Most recently in Drew, Hamilton helped launch a ride-share program that helps residents get access to fresh food and groceries. Healthy Destination Access is a partnership between MSU Extension, the Bolivar County Council on Aging and the Mississippi Department of Transportation. Participants can use the service to get to and from Cleveland -- about 30 minutes from Drew -- where the closest grocery stores are located.
Though residents and local stakeholders are excited about the program, getting riders familiar with the new food access point has had its challenges. Hamilton has hit the pavement across Drew apartment complexes and neighborhoods offering folks information about the new program and asking questions in order to continually tweak and improve the program to meet the community need.
“Many residents have informed us that they have to wait or pay someone to take them to the grocery store when food is a necessity,” Hamilton said. “But we want to make the service affordable and convenient for all Drew residents.”
Extension recently launched a similar ride-share program in Washington County that takes residents from Hollandale and Arcola to Hearty Helpings Food Pantry & Soup Kitchen in Greenville. Both programs transport a group on one designated day of the month. So far, 30 residents have used the service in the past two months.
In Sunflower County, 22% of residents are considered food insecure, or not having consistent access to healthy food. This is one of the highest rates in Mississippi, compared to 18.5% of state residents overall and 10.9% of all Americans. Technically, the entire town of Drew is considered a “food desert,” defined by the U.S. Department of Agriculture as rural areas without a grocery store in a 10-mile radius.
Experts point out that food insecurity is a big risk factor for chronic illness, particularly diabetes and cardiac conditions. In Sunflower County, one in four residents lives with diabetes -- the highest rate in the state.
“While we will never stop thinking about every angle to get healthy food options to the people, we have begun to also think creatively about bringing communities to the food,” said MSU Extension state health specialist David Buys.
Buys pointed to the similarities between public health programs and clinical medical practice and how they need to coordinate. He said both should constantly shift to adapt to their surroundings, needs and perceptions -- something many folks saw for the first time during the COVID-19 pandemic.
“Physicians treat different patients differently based on diagnoses, and we have to treat public health interventions -- like our work to address food insecurity -- the same.” Buys said. “We work from what evidence shows us and then contextualize it to meet a community’s needs, like what Alexis is continually doing in Drew.”

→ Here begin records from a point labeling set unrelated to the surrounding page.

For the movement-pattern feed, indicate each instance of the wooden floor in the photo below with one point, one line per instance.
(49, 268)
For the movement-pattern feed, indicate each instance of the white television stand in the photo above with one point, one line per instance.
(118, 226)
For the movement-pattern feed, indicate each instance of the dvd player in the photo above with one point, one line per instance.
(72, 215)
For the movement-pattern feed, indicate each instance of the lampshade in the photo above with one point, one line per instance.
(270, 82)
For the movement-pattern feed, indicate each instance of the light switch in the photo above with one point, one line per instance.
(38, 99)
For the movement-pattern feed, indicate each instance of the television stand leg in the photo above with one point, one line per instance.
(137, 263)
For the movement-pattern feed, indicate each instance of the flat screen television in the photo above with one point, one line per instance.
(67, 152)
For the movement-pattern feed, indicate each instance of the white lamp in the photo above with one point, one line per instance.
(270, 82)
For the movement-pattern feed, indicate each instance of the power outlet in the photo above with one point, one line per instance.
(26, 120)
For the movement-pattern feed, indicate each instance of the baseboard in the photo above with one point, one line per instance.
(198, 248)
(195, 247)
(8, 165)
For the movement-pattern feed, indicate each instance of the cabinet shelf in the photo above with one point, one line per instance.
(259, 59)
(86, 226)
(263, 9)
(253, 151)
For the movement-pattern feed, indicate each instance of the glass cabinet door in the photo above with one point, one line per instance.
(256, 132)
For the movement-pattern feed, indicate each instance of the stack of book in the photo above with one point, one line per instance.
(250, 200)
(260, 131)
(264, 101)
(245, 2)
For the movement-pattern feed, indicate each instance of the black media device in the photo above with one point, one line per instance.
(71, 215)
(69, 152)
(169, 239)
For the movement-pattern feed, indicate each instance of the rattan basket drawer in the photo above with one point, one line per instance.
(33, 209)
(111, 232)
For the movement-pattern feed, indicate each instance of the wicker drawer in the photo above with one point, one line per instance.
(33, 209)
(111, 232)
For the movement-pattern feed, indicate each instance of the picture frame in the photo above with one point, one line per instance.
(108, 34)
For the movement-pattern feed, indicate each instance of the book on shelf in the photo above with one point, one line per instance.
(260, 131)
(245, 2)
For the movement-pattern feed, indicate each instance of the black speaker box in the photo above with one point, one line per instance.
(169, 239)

In addition to Extension’s ride-share partnership, other groups address food insecurity by improving food access through new programing.
“The number one need we hear from residents is a local grocery store,” said Sunflower County Supervisor Gloria Dickerson, who initially applied for the RWJF grant.
As part of a private-public partnership, the Drew Collaborative last month launched Grocery Online Ordering Distribution Service (GOODS) out of the city’s old armory building. The new service offers residents help with online grocery orders and will go to Cleveland to pick up orders and use cold-chain transportation and storage to hold and distribute orders until residents can pick them up at the armory.
“MSU Extension didn’t have to bring the ride-share program here, but we can’t thank them enough,” said Drew Mayor Melanie Townsend-Blackmon.
Between the ongoing food insecurity projects and the new RWJF grant, the town is moving the needle on social determinants of health such as like access to transportation, Townsend-Blackmon said.
“Drew is alive as long as we keep partnering,” the mayor added.